Bachs mitteldeutsche Heimat hat bis heute musikalische Strahlkraft, und der kann sich Cantus Thuringia gern bedienen. Fünf Vokalisten und ein Instrumentaltrio unter Christoph Dittmar musizieren elastisch Englands variantenreiche Kunstmusik des 16. und 17. Jahrhunderts, in einem flott komponierten Programm aus Liedern von Melancholie und Weltschmerz, Trauer und Abschied bei den Großmeistern Thomas Tallis und Henry Purcell. Instrumentale Zwischenspiele streuen allerlei Kontraste. John Dowlands Gesang "Time stand still" heißt das Fanal, das die raffinierten Vokalkünste in Zeiten der Renaissance und des Barock für unsere Gegenwart aktiviert (deutsche harmonia mundi/Sony).

Ein Kontinent der Liedkunst ist zu besichtigen - die zyklische Gesamtaufnahme aller Kunstlieder Robert Schumanns. Der außerordentliche, mit seinem Gesang berührende Christian Gerhaher macht sich auf die Reise. Der Titel "Frage" steht über dem kurzen Lied aus dem Zyklus der zwölf Gedichte Justinus Kerners op. 35. Sogar in seinem profunden Begleittext macht Gerhaher musikalisch Existentielles ausfindig, zeigt, wie sehr es Schumann hierbei "um eine Kontrastierung der verlorenen ... Natur mit dem allverheerenden Menschentum geht". Er trägt all die Romanzen, Balladen, Traumgesänge grandios sinnfällig vor, Gerhahers Kunst deckt die Bedeutungsschichten in Text, Gesang und Charakter auf - ganz am Ende mit dem abgründigen Heine-Lied aus dem Opus 142 "Mein Wagen rollet langsam", in Schumanns späten erschütternden Klangseufzern, die Gerold Huber am Klavier kongenial zutage fördert (Sony).
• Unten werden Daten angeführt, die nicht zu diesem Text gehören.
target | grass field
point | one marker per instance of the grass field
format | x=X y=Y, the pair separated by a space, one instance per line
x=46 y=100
Kaum Weihnachtswärme bietet die Dramatische Kantate nach Grimms Märchenparabel Vom Fischer un syner Fru, die der Schweizer Othmar Schoeck 1930 für drei Solostimmen und Orchester komponiert hat. Fritz Busch dirigierte einst in Dresden die Uraufführung des halbstündigen Stücks. Wie der aus dem Meer gefangene Butt heimtückisch die raffgierige "Frau" mit allen von ihr herrisch verlangten Besitztümern und ranghöchsten Ämtern dieser Erde eindeckt, doch ihre Maßlosigkeit am Ende grausam bestraft, wie ihr "Mann" die Katastrophe der Gier ahnt, davon singen Rachel Harnisch, Jörg Dürrmüller und Jordan Shanahan mit luzider Kraft. Dirigent Mario Venzago steigt mit dem Musikkollegium Winterthur lyrisch stabil ein in Schoecks vor Dämonie vibrierende Partitur (Claves).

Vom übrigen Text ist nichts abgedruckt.